Do individual Metropolis-Hastings map preserve the target measure?

84 Views Asked by At

Consider the probability space $(Q,\mathcal{B}(Q),\pi)$, where $Q \subseteq \mathbb{R}$ is a sample space, $\mathcal{B}(Q)$ is the Borel $\sigma$-algebra on $Q$, and $\pi$ is some probability measure to be sampled.

Then consider the Metropolis-Hastings map on the sample space $Q$:

$$t(q) = q + \varepsilon \cdot\mathbb{1}\left[\eta < \frac{f(q+\varepsilon)}{f(q)}\right].$$

Here, $f(q)$ is the density of $\pi$ on $Q$ and $\mathbb{1}$ is the indicator function. The parameter $\varepsilon$ follows the normal distribution $\varepsilon \sim N(0,1)$ and the parameter $\eta$ follows the uniform distribution $\eta \sim U(0,1)$. This defines the Metropolis-Hastings random walk.

Here is what I want to prove (or disprove). For a given value of $\varepsilon$ and $\eta$, prove that the map preserves the target measure:

$$t_*\pi(A) \equiv \pi[t^{-1}(A)] = \pi(A) \Rightarrow t_*\pi = \pi$$

Here, $t_*\pi$ is the image measure.

It obvious that the target measure will be preserved if I average over $\varepsilon$ and $\eta$. But I want to know if this can be said of each individual maps in the above sense. I was induced to believe (pp. 2260-2262) that this should be the case. Is it true? And if so, how do I prove it?

2

There are 2 best solutions below

0
On BEST ANSWER

I think that the answer is no. This is not a measure-preserving map.
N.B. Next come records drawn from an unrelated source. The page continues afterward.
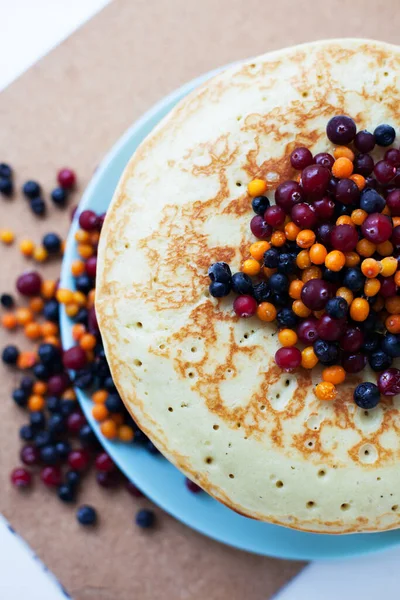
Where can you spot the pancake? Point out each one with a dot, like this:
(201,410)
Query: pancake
(201,383)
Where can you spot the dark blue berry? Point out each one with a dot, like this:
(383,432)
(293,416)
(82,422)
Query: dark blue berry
(366,395)
(384,135)
(145,518)
(86,515)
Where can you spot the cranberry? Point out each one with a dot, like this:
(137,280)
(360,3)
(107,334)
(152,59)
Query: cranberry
(21,477)
(29,454)
(245,306)
(88,220)
(376,228)
(29,284)
(78,460)
(74,358)
(301,158)
(393,203)
(57,384)
(303,215)
(260,228)
(104,463)
(66,178)
(324,159)
(324,208)
(352,339)
(75,421)
(384,171)
(344,238)
(275,216)
(341,130)
(51,476)
(389,382)
(316,293)
(364,141)
(307,331)
(192,486)
(354,362)
(288,358)
(288,194)
(315,179)
(347,192)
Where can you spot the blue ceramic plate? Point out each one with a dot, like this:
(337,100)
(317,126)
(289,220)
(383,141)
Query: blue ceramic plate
(154,475)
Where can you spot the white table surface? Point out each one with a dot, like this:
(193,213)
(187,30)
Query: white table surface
(23,41)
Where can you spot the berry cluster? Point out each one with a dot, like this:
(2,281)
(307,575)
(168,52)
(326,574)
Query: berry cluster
(326,266)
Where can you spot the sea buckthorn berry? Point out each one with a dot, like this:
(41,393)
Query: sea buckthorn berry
(295,288)
(300,309)
(305,239)
(370,267)
(308,358)
(258,249)
(359,309)
(291,231)
(318,254)
(342,168)
(372,287)
(335,260)
(287,337)
(334,374)
(388,266)
(325,391)
(365,248)
(257,187)
(266,312)
(251,267)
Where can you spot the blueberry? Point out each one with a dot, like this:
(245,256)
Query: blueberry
(271,258)
(220,272)
(59,196)
(327,352)
(145,518)
(260,204)
(86,515)
(279,283)
(10,355)
(337,308)
(371,201)
(66,493)
(6,300)
(242,284)
(384,135)
(262,292)
(287,318)
(379,360)
(353,279)
(366,395)
(52,243)
(391,345)
(31,189)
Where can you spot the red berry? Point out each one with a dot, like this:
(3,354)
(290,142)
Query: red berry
(245,306)
(288,358)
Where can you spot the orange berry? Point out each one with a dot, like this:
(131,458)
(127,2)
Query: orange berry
(258,249)
(334,374)
(325,391)
(308,358)
(359,309)
(251,267)
(342,168)
(257,187)
(266,312)
(343,152)
(335,260)
(295,288)
(318,254)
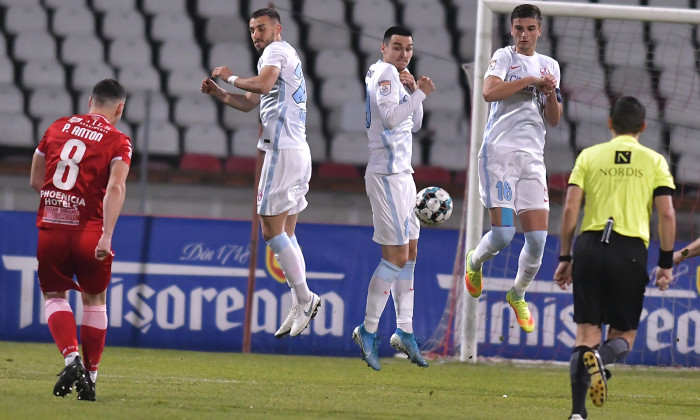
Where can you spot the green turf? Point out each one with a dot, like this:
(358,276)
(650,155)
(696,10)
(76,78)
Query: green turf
(158,384)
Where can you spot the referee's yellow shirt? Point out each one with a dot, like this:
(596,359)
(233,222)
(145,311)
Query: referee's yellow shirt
(618,179)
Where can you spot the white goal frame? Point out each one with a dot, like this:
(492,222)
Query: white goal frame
(483,51)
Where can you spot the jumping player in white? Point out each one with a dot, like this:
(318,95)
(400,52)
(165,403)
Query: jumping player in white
(394,111)
(280,90)
(523,88)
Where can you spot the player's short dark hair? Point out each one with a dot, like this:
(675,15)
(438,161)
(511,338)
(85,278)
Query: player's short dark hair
(526,11)
(267,11)
(108,90)
(395,30)
(627,115)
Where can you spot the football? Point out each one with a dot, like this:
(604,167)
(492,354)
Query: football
(433,206)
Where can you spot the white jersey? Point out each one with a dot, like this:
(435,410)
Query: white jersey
(392,116)
(283,110)
(517,122)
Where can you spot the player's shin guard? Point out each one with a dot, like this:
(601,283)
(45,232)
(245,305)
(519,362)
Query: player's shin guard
(92,335)
(402,292)
(530,260)
(495,240)
(378,293)
(61,321)
(580,381)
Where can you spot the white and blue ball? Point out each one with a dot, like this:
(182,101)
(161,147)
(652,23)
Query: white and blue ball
(433,206)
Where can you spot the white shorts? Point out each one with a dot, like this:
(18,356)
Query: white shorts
(284,181)
(515,180)
(393,198)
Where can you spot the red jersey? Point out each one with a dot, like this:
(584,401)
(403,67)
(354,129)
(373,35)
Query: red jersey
(78,152)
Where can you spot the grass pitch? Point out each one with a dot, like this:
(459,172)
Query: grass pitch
(158,384)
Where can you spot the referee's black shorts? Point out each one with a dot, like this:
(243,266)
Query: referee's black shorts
(609,280)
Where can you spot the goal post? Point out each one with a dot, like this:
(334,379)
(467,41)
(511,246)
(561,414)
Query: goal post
(467,324)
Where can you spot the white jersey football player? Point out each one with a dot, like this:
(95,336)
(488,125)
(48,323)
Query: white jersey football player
(523,88)
(280,90)
(394,111)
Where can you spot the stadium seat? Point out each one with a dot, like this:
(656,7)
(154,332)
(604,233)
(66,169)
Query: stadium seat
(25,17)
(135,78)
(171,26)
(34,46)
(195,108)
(338,171)
(82,48)
(434,175)
(17,130)
(205,139)
(130,52)
(424,14)
(179,54)
(200,162)
(162,138)
(135,108)
(43,73)
(123,23)
(69,20)
(85,75)
(50,101)
(349,148)
(238,164)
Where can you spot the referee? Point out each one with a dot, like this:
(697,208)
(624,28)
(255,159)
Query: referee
(619,180)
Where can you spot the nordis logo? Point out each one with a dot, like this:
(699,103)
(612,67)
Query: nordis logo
(273,267)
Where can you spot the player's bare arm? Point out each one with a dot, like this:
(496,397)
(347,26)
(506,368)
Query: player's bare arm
(36,177)
(112,206)
(667,236)
(572,206)
(496,89)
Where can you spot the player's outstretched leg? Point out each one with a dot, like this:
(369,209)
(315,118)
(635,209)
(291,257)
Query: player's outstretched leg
(406,343)
(522,312)
(598,390)
(72,373)
(303,315)
(369,343)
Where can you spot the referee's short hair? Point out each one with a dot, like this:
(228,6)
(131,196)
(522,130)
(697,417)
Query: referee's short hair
(627,115)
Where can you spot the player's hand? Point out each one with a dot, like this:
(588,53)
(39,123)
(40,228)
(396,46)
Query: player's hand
(426,85)
(562,275)
(664,276)
(223,72)
(407,80)
(104,247)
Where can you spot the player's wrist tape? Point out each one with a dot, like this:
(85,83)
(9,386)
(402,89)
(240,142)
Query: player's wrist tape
(665,259)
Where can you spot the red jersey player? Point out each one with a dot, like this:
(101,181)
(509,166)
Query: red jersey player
(80,169)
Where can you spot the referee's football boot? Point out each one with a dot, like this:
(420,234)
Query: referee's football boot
(286,326)
(406,343)
(472,277)
(598,391)
(86,388)
(72,373)
(303,315)
(369,344)
(522,312)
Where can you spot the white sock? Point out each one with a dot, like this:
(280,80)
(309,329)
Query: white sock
(403,295)
(290,263)
(378,293)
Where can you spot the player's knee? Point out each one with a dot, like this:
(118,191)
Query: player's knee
(501,236)
(535,242)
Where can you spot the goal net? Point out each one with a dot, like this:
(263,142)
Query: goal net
(604,51)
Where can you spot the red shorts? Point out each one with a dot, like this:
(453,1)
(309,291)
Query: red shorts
(63,253)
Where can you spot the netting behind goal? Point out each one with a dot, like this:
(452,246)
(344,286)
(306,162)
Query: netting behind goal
(600,59)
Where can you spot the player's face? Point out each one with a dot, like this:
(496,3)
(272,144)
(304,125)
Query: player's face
(264,31)
(525,32)
(398,51)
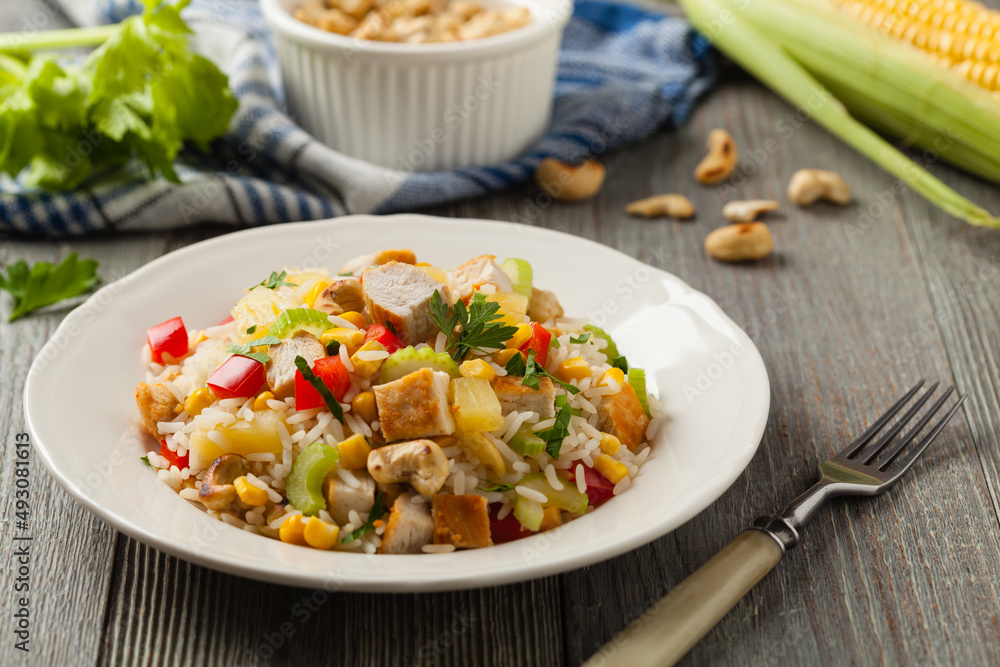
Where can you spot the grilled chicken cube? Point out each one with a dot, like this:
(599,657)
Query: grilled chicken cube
(358,265)
(156,403)
(622,416)
(399,296)
(415,406)
(281,368)
(341,497)
(544,306)
(462,521)
(410,527)
(515,397)
(479,271)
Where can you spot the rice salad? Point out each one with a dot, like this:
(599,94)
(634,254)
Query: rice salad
(395,407)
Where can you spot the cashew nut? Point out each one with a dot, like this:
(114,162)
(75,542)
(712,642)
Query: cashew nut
(721,158)
(217,490)
(674,206)
(741,242)
(567,182)
(747,211)
(419,462)
(808,185)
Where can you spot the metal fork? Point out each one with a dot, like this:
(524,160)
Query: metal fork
(672,626)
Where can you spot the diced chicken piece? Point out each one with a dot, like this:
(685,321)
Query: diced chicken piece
(544,306)
(462,521)
(358,265)
(479,271)
(622,416)
(156,403)
(515,397)
(410,527)
(399,296)
(415,406)
(341,497)
(281,368)
(343,295)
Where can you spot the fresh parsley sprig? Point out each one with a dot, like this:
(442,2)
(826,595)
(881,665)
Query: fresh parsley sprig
(44,284)
(473,328)
(246,349)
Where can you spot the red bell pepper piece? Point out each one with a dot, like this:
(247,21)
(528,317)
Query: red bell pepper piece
(169,337)
(506,529)
(333,373)
(172,459)
(380,334)
(539,342)
(238,377)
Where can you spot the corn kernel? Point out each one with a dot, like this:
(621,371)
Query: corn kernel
(612,470)
(503,356)
(354,452)
(355,318)
(260,403)
(366,368)
(573,369)
(315,291)
(249,493)
(319,534)
(198,400)
(521,337)
(364,406)
(616,374)
(477,368)
(292,529)
(551,518)
(349,338)
(610,444)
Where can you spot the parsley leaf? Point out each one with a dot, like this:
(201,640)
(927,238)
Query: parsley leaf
(246,349)
(369,525)
(331,401)
(477,326)
(274,281)
(44,284)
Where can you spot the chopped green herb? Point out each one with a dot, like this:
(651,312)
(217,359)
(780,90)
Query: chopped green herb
(472,328)
(331,401)
(369,525)
(44,284)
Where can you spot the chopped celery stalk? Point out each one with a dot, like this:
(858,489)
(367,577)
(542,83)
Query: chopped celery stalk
(409,359)
(526,442)
(295,319)
(520,274)
(637,378)
(304,485)
(611,351)
(529,513)
(567,498)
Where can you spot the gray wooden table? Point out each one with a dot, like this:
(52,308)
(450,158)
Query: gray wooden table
(847,313)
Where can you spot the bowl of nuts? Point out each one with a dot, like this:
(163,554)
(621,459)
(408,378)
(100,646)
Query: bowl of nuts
(420,85)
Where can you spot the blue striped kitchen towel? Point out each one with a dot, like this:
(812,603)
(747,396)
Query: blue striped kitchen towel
(624,72)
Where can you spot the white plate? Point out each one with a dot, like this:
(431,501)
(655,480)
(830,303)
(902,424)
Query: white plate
(78,397)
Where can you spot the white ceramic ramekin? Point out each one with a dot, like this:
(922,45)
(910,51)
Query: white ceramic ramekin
(422,107)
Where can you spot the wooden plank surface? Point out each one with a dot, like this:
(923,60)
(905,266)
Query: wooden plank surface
(855,305)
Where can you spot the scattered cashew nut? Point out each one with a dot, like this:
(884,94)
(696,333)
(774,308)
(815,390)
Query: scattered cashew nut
(419,462)
(809,185)
(740,242)
(721,158)
(674,206)
(217,491)
(748,210)
(567,182)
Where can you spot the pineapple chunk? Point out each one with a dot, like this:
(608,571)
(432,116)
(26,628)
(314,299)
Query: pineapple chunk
(475,406)
(242,437)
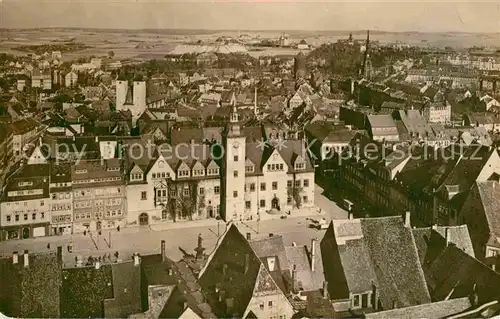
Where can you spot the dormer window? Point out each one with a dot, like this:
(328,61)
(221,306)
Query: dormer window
(22,184)
(299,166)
(275,167)
(183,173)
(199,172)
(213,171)
(136,177)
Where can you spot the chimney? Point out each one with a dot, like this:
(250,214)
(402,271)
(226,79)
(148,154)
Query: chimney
(447,236)
(407,219)
(325,289)
(247,262)
(255,103)
(313,254)
(26,259)
(163,257)
(59,253)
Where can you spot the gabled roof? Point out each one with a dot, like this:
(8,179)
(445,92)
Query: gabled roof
(234,271)
(489,193)
(439,309)
(380,252)
(33,291)
(455,274)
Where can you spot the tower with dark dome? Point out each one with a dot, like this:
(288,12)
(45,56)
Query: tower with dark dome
(299,67)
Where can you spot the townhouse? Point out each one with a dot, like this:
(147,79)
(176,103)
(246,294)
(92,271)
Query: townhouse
(61,199)
(99,198)
(24,208)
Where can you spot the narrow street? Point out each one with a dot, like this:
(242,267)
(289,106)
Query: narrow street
(144,240)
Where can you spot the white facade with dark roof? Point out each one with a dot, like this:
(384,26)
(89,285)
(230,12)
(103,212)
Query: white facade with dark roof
(24,210)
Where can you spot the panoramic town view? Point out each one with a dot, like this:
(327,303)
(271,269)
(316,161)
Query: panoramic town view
(249,160)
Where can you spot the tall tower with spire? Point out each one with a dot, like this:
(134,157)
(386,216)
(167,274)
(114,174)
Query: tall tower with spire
(233,170)
(366,72)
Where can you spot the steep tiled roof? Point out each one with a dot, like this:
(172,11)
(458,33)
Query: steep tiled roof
(490,199)
(454,274)
(232,273)
(468,167)
(440,309)
(355,259)
(301,257)
(233,282)
(33,291)
(431,241)
(395,261)
(271,246)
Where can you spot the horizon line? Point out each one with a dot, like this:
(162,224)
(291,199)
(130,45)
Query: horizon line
(374,31)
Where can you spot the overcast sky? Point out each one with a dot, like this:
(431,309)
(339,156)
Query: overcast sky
(442,15)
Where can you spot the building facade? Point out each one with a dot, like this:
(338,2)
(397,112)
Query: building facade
(24,208)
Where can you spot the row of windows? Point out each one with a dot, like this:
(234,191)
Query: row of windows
(275,185)
(98,192)
(8,218)
(57,196)
(25,204)
(55,207)
(109,213)
(97,180)
(161,175)
(136,177)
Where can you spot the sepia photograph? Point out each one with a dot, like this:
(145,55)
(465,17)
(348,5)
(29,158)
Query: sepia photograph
(281,159)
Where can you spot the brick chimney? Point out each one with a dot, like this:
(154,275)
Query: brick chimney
(247,262)
(313,254)
(26,259)
(447,236)
(59,253)
(325,289)
(408,219)
(163,251)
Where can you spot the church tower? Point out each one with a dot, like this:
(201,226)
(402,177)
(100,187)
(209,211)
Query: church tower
(367,62)
(233,170)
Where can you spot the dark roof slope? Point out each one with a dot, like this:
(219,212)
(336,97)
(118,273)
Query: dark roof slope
(395,261)
(225,277)
(33,291)
(455,274)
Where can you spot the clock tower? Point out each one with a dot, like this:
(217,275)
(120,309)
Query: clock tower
(233,170)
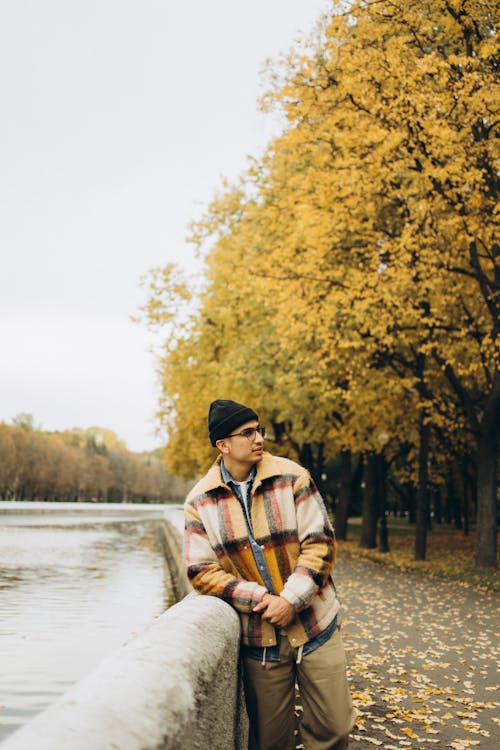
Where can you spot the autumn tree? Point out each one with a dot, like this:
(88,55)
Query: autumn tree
(351,279)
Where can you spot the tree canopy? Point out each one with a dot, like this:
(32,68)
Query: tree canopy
(351,283)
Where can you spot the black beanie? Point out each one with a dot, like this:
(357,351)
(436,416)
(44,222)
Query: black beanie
(224,416)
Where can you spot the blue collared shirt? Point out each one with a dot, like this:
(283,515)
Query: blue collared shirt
(272,652)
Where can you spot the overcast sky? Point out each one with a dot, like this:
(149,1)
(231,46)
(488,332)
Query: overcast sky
(118,120)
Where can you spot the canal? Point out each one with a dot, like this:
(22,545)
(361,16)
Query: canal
(76,582)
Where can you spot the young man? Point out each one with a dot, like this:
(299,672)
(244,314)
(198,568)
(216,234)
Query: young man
(258,536)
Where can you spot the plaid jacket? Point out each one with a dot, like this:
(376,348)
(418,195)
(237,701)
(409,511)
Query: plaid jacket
(289,522)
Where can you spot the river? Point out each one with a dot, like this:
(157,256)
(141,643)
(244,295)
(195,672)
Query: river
(77,580)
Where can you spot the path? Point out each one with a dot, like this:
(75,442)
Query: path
(423,659)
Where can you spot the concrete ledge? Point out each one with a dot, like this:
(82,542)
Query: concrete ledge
(175,687)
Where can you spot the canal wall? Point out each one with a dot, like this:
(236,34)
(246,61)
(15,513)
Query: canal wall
(177,686)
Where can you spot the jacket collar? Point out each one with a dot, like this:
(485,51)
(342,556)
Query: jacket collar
(268,466)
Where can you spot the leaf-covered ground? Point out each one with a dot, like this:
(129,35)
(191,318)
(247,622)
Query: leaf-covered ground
(450,553)
(423,658)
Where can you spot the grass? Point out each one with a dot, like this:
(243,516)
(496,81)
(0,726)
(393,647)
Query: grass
(450,553)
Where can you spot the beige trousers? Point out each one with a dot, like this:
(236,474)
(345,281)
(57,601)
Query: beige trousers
(328,713)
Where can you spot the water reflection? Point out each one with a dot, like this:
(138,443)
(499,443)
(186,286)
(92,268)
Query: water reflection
(73,588)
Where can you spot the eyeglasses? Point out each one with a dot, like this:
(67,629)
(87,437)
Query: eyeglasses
(250,433)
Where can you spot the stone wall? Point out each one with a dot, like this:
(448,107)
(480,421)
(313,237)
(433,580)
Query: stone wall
(175,687)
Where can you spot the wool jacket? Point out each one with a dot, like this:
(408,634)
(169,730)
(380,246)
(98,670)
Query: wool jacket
(289,522)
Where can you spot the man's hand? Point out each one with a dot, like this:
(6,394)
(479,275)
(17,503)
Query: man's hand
(276,609)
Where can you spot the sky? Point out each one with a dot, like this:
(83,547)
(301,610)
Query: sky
(119,120)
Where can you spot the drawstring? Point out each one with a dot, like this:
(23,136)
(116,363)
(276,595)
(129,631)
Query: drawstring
(299,654)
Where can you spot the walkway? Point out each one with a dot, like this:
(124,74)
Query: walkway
(423,659)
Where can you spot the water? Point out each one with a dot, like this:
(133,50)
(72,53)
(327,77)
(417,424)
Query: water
(75,583)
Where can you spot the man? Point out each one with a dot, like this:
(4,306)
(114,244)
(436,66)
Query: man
(258,536)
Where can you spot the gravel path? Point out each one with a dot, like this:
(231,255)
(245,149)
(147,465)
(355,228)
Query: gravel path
(423,659)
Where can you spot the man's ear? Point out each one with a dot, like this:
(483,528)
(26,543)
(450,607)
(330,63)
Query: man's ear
(222,446)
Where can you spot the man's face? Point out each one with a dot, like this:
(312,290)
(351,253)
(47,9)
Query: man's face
(244,448)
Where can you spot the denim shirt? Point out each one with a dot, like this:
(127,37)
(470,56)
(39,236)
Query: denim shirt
(272,652)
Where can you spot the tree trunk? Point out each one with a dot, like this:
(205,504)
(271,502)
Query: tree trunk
(486,526)
(342,509)
(422,491)
(370,509)
(382,470)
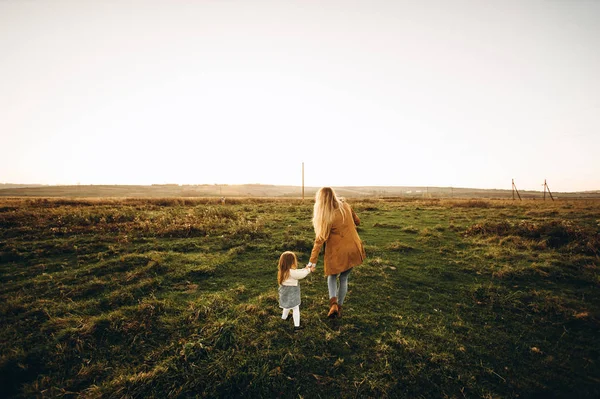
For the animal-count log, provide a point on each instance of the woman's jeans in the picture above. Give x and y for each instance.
(340, 292)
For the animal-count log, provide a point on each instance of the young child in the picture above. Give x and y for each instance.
(289, 288)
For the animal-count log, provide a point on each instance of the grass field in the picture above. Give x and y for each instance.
(178, 298)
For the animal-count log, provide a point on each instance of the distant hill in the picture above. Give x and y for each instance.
(263, 190)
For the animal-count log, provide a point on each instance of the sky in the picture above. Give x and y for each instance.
(379, 93)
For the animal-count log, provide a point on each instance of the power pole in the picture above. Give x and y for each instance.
(302, 181)
(547, 188)
(515, 189)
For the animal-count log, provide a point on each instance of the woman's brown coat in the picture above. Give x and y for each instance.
(343, 247)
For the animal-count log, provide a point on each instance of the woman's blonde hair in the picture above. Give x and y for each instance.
(326, 204)
(287, 261)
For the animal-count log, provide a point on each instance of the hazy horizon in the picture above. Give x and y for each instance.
(385, 93)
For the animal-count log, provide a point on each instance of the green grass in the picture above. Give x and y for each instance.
(178, 298)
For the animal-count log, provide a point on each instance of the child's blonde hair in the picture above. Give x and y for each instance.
(326, 203)
(287, 261)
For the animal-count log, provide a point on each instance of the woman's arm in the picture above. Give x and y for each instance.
(314, 255)
(355, 217)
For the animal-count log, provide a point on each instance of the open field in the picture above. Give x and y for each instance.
(178, 298)
(266, 191)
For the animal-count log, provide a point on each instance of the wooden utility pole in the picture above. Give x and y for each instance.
(302, 181)
(547, 188)
(515, 189)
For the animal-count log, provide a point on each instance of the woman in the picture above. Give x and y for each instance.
(335, 224)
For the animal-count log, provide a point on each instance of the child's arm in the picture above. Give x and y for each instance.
(299, 274)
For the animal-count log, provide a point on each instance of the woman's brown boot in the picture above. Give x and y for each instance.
(333, 308)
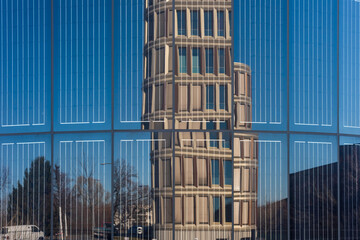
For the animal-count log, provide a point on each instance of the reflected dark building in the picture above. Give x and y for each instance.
(314, 207)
First, this is not a bijective map. Given a final value $q' = t(q)$ and the values $\varepsilon$ and $\eta$, the initial value $q$ cannot be uniquely inferred in general. This is because the value $q' = t(q)$ can be obtained from an accepted proposal or a rejected proposal, and it is in general not possible to tell from which.

Here is an explicit example. Consider the Gaussian density:

$$f(q) = \frac{1}{\sqrt{2\pi}}\exp(-q^2/2).$$

Choose $\varepsilon > 0$ and

$$\eta = \exp(-\varepsilon^2/2).$$

Then suppose that the final point is located at some value:

$$q' = t(q) = x \varepsilon,$$

for some $0 < x < 1$. With these values, you can convince yourself that the two initial points

$$q = x\varepsilon \;\;\textrm{and}\;\; q = (x-1)\varepsilon,$$

give the same value $q' = x \varepsilon$. The first is for rejection and the second is for acceptance.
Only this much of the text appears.